Yenilerden de bahsettik elbette. "Tire'de şu gün şu vakit itibarıyla neler oluyor?" diye de sordum. Tek avazda toplamak gerekirse, özeti şöyle yapıyor genç Başkan: "Anlatacak çok marifetimiz var ama 7 düvele meydan okuyacağımız konu yemek kültürümüz. Tire mutfağı denilince öncelikle zeytinyağı gelir akla. Ardından da çeşit çeşit otlar.
ŞINGILDAK Küçük Menderes'in binlerce yıldır suladığı verimli ovası ve sırtını yasladığı Aydın Dağları ile bir ot cenneti.
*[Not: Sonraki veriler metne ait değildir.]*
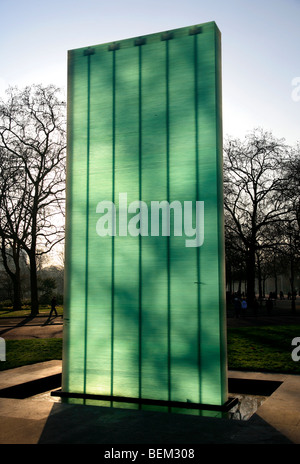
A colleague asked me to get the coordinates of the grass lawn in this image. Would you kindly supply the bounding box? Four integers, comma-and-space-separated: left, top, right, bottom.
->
0, 305, 63, 318
1, 338, 63, 371
1, 324, 300, 374
227, 325, 300, 374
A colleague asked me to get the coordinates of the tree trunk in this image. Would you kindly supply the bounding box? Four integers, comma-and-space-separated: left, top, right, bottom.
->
1, 238, 22, 311
12, 270, 22, 312
226, 263, 232, 294
12, 245, 22, 311
262, 277, 266, 299
238, 278, 242, 296
256, 254, 263, 299
290, 258, 296, 313
29, 194, 39, 316
246, 248, 256, 309
274, 272, 278, 299
29, 251, 39, 316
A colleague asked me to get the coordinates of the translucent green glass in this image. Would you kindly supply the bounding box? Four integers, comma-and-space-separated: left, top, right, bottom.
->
62, 21, 227, 408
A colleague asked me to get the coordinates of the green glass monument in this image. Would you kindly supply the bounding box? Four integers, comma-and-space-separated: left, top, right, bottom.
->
61, 21, 228, 411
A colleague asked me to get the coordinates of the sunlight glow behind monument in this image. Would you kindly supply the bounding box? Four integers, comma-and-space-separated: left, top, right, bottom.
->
61, 21, 228, 410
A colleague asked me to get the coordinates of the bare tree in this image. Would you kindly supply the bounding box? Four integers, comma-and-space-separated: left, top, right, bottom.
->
0, 148, 26, 310
0, 84, 66, 315
281, 146, 300, 311
224, 128, 289, 307
225, 212, 247, 295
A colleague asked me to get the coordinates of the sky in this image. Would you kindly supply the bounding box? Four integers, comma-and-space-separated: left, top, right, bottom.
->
1, 0, 300, 146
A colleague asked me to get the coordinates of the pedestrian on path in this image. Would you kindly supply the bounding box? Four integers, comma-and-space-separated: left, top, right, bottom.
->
241, 298, 247, 315
49, 296, 58, 317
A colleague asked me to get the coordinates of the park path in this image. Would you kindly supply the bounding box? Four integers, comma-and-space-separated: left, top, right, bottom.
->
0, 316, 63, 340
0, 298, 299, 339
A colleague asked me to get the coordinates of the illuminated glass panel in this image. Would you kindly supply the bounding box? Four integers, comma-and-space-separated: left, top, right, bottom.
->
62, 21, 227, 408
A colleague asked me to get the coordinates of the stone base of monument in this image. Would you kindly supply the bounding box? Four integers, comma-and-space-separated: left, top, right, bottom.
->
51, 389, 238, 413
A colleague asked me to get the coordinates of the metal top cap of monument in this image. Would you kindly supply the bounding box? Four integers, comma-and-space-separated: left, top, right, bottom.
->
67, 21, 221, 55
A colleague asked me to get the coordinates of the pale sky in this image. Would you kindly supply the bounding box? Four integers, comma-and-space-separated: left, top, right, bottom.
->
1, 0, 300, 146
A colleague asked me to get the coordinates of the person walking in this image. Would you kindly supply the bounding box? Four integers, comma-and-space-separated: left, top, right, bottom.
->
241, 298, 247, 316
50, 296, 58, 317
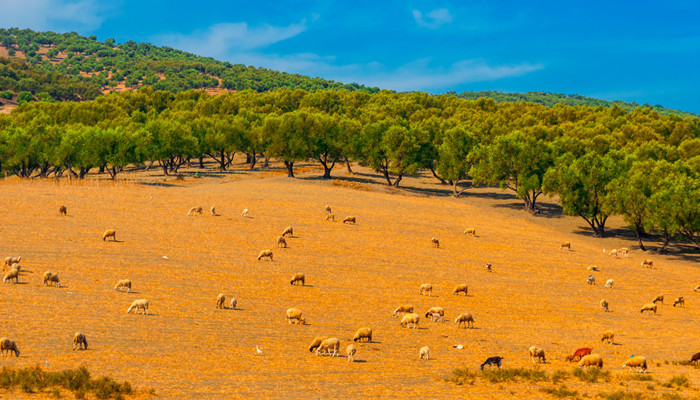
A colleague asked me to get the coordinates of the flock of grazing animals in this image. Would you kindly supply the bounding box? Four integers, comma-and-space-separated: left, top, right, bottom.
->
1, 202, 698, 390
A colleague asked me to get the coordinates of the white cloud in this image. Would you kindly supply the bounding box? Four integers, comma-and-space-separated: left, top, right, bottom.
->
154, 20, 307, 60
0, 0, 109, 31
412, 8, 453, 29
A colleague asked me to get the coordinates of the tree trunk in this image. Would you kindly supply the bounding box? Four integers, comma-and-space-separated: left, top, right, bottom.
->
263, 156, 270, 168
344, 157, 354, 174
245, 153, 253, 164
659, 231, 672, 254
79, 167, 90, 179
199, 156, 204, 169
99, 163, 107, 174
634, 225, 647, 251
428, 166, 447, 184
249, 153, 257, 170
284, 160, 294, 178
392, 174, 403, 187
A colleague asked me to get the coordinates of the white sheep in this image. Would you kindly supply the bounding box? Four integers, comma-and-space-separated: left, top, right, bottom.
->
308, 337, 328, 353
393, 305, 414, 317
618, 247, 629, 257
127, 299, 149, 315
325, 213, 335, 222
485, 263, 492, 272
43, 271, 61, 287
673, 297, 684, 307
600, 299, 609, 312
455, 313, 474, 328
400, 313, 420, 329
652, 295, 664, 304
641, 259, 653, 268
73, 332, 88, 350
424, 307, 445, 320
0, 337, 19, 357
210, 206, 217, 216
342, 216, 356, 224
529, 346, 546, 363
230, 298, 237, 310
316, 338, 340, 357
419, 283, 433, 296
324, 205, 332, 214
241, 208, 249, 217
463, 228, 476, 236
257, 249, 273, 261
281, 226, 294, 237
453, 284, 468, 296
419, 346, 430, 360
601, 330, 614, 343
3, 268, 20, 284
103, 229, 117, 241
431, 238, 440, 248
346, 344, 356, 362
353, 327, 373, 342
187, 206, 203, 216
608, 248, 619, 257
560, 241, 571, 250
695, 285, 699, 292
578, 354, 603, 369
640, 303, 657, 314
286, 308, 306, 325
277, 236, 287, 248
622, 356, 647, 373
605, 279, 614, 288
216, 293, 226, 309
290, 273, 305, 286
3, 256, 21, 270
114, 279, 132, 293
587, 265, 600, 271
587, 275, 596, 285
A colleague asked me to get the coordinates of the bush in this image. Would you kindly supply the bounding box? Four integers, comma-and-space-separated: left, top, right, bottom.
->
662, 375, 690, 388
539, 385, 578, 398
0, 90, 12, 100
573, 367, 610, 383
481, 367, 548, 383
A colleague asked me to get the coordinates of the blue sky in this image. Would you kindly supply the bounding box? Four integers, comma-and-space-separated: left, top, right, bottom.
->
1, 0, 699, 113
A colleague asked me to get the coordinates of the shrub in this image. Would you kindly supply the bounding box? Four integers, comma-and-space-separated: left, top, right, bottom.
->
662, 375, 690, 388
539, 385, 579, 398
573, 367, 611, 383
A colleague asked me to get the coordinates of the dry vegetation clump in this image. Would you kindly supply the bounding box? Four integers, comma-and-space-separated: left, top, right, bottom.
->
332, 179, 371, 191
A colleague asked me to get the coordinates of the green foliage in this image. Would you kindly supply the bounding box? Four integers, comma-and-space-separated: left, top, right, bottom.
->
481, 367, 549, 383
539, 384, 579, 398
662, 375, 690, 388
572, 368, 611, 383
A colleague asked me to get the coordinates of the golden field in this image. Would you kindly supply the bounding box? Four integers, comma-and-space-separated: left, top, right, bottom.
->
0, 160, 698, 399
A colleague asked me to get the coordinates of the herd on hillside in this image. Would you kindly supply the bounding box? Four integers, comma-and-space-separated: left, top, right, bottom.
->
2, 204, 700, 376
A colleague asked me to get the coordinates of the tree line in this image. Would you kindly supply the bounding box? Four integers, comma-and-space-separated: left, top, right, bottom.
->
0, 87, 697, 251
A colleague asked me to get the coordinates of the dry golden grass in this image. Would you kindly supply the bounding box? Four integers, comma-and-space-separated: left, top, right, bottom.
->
0, 163, 698, 399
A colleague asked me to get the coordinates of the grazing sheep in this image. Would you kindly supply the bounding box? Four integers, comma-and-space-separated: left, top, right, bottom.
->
601, 330, 614, 343
652, 295, 664, 304
210, 206, 217, 216
641, 259, 653, 268
578, 354, 603, 369
452, 284, 468, 296
587, 275, 596, 285
113, 279, 132, 293
73, 332, 88, 350
587, 265, 600, 271
560, 241, 571, 250
4, 256, 21, 270
419, 283, 433, 296
316, 338, 340, 357
230, 298, 237, 310
424, 307, 445, 319
241, 209, 249, 217
481, 356, 503, 369
485, 263, 492, 272
103, 229, 117, 241
605, 279, 614, 288
216, 293, 226, 309
419, 346, 430, 360
187, 206, 203, 216
127, 299, 149, 315
59, 205, 67, 215
622, 356, 647, 373
43, 271, 61, 287
346, 344, 356, 362
673, 297, 685, 307
640, 303, 657, 314
431, 238, 440, 248
393, 305, 414, 317
0, 338, 20, 357
257, 249, 273, 261
290, 273, 305, 286
691, 352, 700, 365
325, 205, 332, 214
353, 327, 373, 342
286, 308, 306, 325
600, 299, 609, 312
281, 226, 294, 237
695, 285, 699, 292
325, 213, 335, 222
455, 313, 475, 328
618, 247, 629, 257
3, 268, 20, 284
343, 216, 356, 224
529, 346, 546, 363
608, 249, 619, 257
463, 228, 476, 236
566, 348, 592, 362
308, 337, 328, 353
400, 313, 420, 329
277, 236, 287, 248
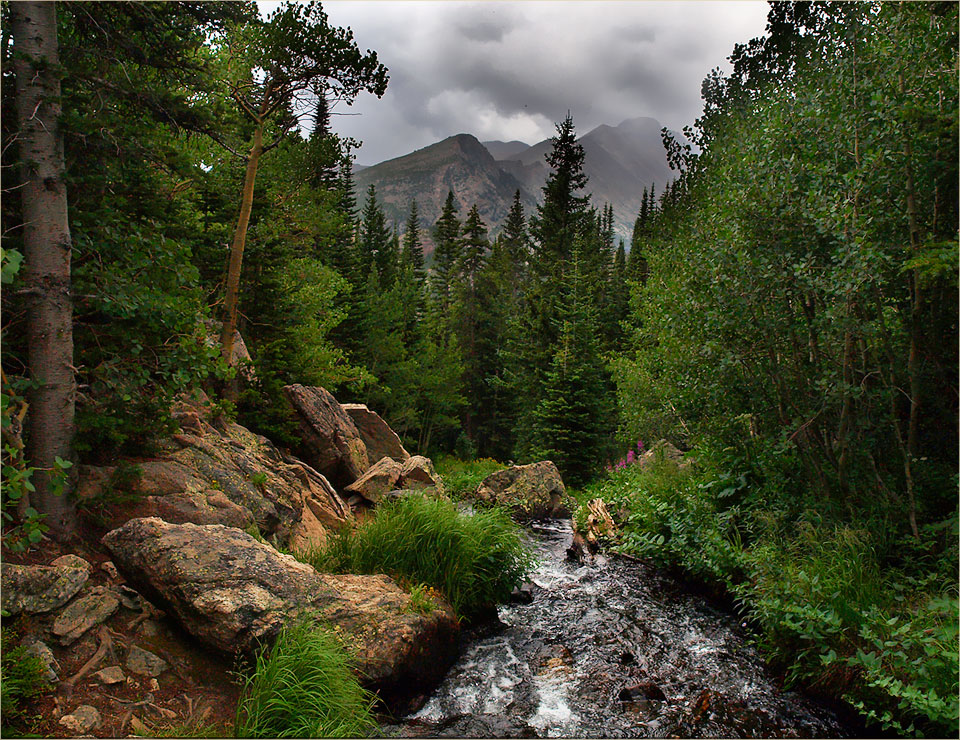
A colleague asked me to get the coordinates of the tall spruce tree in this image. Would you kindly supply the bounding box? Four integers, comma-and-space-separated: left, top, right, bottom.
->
431, 191, 461, 310
453, 204, 490, 443
531, 241, 614, 484
359, 184, 390, 280
512, 114, 594, 456
402, 199, 425, 278
477, 194, 529, 458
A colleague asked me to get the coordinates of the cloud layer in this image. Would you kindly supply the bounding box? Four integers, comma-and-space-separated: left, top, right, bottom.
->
296, 1, 769, 164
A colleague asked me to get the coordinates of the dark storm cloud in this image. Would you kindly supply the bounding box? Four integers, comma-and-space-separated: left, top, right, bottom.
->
456, 18, 512, 43
309, 1, 769, 164
614, 23, 658, 43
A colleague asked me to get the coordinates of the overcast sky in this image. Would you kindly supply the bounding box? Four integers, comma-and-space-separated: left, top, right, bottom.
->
263, 1, 770, 165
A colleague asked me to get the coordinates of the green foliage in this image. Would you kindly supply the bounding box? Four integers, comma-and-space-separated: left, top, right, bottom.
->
1, 378, 73, 551
302, 494, 533, 621
433, 455, 506, 498
234, 619, 376, 739
618, 1, 958, 516
530, 245, 615, 485
0, 628, 48, 729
Sarmaşık, tilkicek, ebegümeci, iğnelik, şıngıldak, ısırgan, cibez, turp otu, kenger, şevketi bostan, helvacık, ballık, radika, labada, urgancık, tiksincik, kapurcuk, arapsaçı, sinir otu, hindiba, hardal, sir ken, it üzümü, gaymecik, pazı, eşek helvası, melengeç, zil can, semizotu, tere, dereotu, gerdeme ve daha niceleri, Tireli'nin tükettiği otların ilginç adlarıdır.
KİM BOZULUR? Tireliler bu otların karışımından zeytinyağı ve salça kullanarak kavurmalar yapar."
Diyorum ki:
- Fast Food baronları görse çok bozulur size Başkan. - Öyle ayaküstü beslenme alışkanlıklarına karşılık direniyoruz elbette. Bunca zengin coğrafyası, zengin bitki örtüsü ve tarihsel arka planımız var. Kim baş edebilir ki?
- Araştırmacılar geldi mi? - Geldiler elbette. Bilimadamları burada "iştah açıcılar", "doyurucular", "tatlandırıcılar" adı altında 3 ana gruba ayırdılar ürünlerimizi. Araştırmalara böyle böyle başladılar, sürdürüyorlar.